Owners see the same peer group grouped by chain in their dashboard: one ticker claimed on five chains by the same wallet, presented as one token.
Ticker Structure
Ticker: DOGE
└── Linked Registrations (same wallet):
├── Arbitrum → doge-arb
├── Solana → doge-sol
└── Base → doge-baseKey concepts:
| Concept | Description |
|---|---|
| Ticker | Top-level grouping for a token name across all chains |
| Linked Registrations | Per-chain registrations owned by the same wallet, sharing metadata |
| Representation | A per-chain registration under the ticker |
Peer Model
All linked registrations are equal. There is no "primary" or "master" designation. When the same wallet owns registrations for the same ticker on multiple chains:
- All registrations share a single set of metadata
- Editing any registration's metadata updates all linked registrations
- Each registration resolves independently via its chain-specific URL
One registration per chain per wallet
A wallet's peer group for a ticker admits at most one registration per chain. You can own DOGE on Arbitrum and DOGE on Base and DOGE on Solana — three distinct entries in the same peer group — but you cannot hold two Solana DOGE registrations under the same wallet. Attempting to add a second registration on a chain you already peer (for example, a second Solana DOGE registration with a different token address) is rejected at every layer: the Add Chain picker crosses the chain out with "Already peered", the API rejects the request before any transaction is built, and the on-chain registry reverts DuplicateChainInPeerGroup if a transaction still reaches it.
If you need to re-point a chain slot at a different token (for example, migrating DOGE on Solana from an old mint to a new one), remove the existing peer first, then add the new one. To keep multiple registrations of the same ticker on the same chain, use a different wallet — peer groups are per (ticker, wallet), so a second wallet can carry its own independent registration on that chain.
Unified Metadata
When registrations are linked, metadata changes sync across all representations:
| Field | Behavior |
|---|---|
| Name | Shared across all linked registrations |
| Description | Shared across all linked registrations |
| Logo | Shared across all linked registrations |
| Social links | Shared across all linked registrations |
| Token address | Per-chain (unique to each representation) |
| Contract details | Per-chain (unique to each representation) |
WARNING
Chain-specific fields (token address, contract details) remain unique per representation. Only registration-level metadata syncs across chains.

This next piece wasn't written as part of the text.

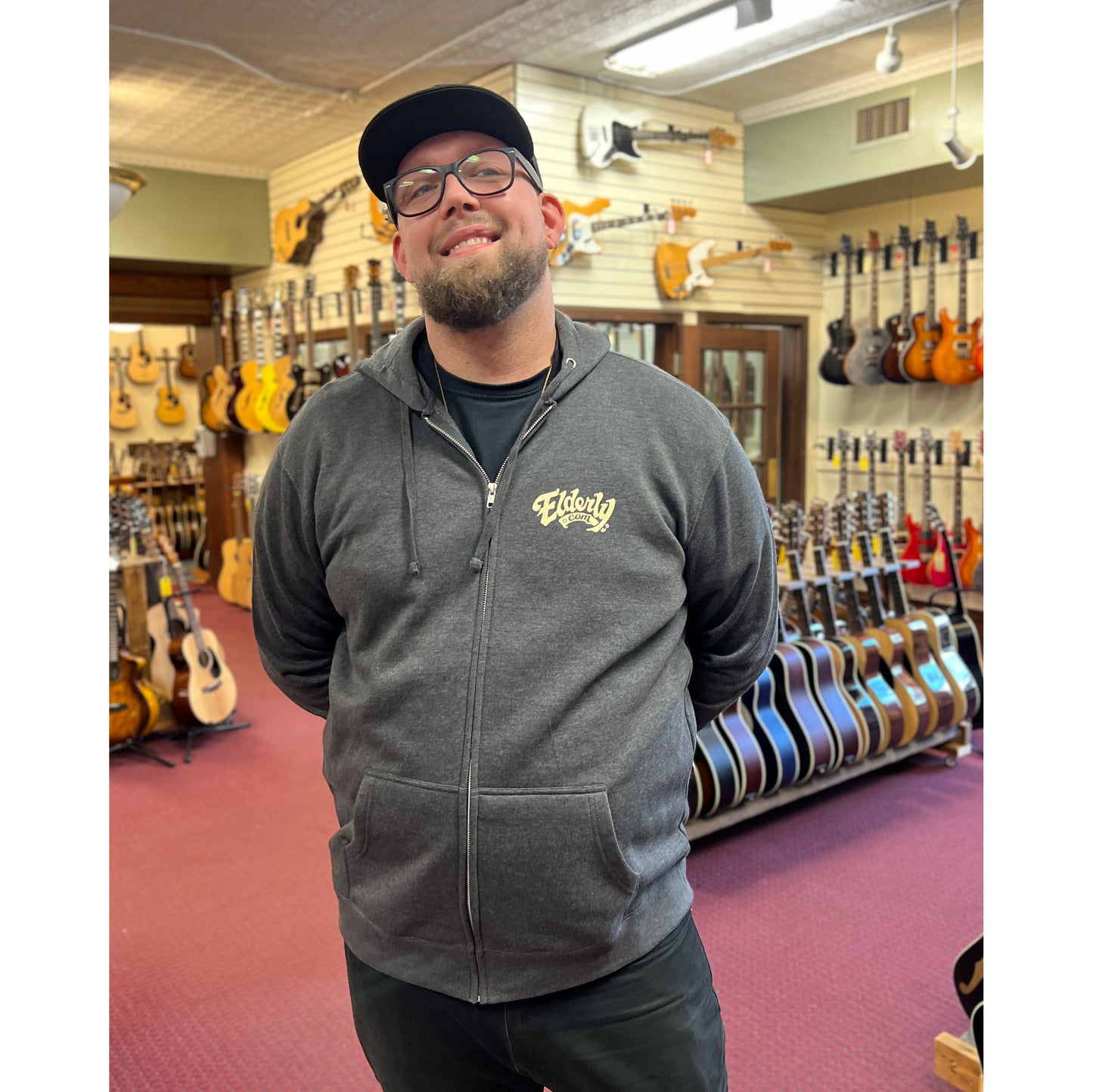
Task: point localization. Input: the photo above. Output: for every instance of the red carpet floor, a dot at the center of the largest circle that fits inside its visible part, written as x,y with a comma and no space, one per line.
832,924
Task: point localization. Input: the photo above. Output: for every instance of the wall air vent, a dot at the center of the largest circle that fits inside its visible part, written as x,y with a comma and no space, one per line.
884,119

Token List Standard Output
Linked registrations automatically generate a Token List compatible JSON file. This follows the widely-adopted token list standard used by wallets and exchange aggregators.
What it includes:
- Token name, symbol, decimals
- Per-chain contract addresses with chain IDs
- Logo URI from your token metadata
- Version tracking for updates
Endpoints:
GET /tokenlist.json # All verified tokens
GET /tokenlist/arbitrum.json # Chain-specific list
GET /tokenlist/solana.jsonWallets and exchanges can subscribe to your token list for automatic metadata updates without manual listing applications.
TIP
Combined with Listing Export, cross-chain linking gives you one-click distribution of your token data to all major platforms.
Verification by Chain
Ownership verification methods differ between EVM and Solana due to different program and contract models. See Verification Methods for the full chain-vs-method matrix — deployer, contract owner, mint/update authority (Solana), and majority holder — and how strength rankings apply.
Costs
| Action | Fee |
|---|---|
| Linking | Free — automatic when the same wallet registers the same ticker on 2+ chains |
| Adding a chain | Normal per-chain registration/creation fee (see pricing) |
| Metadata sync | Free |
| Token List inclusion | Free |
TIP
Registering multiple chains in one order qualifies for multi-chain bundle discounts. See Create a Token for bundle options, and Registration & Creation Pricing for the current rate card.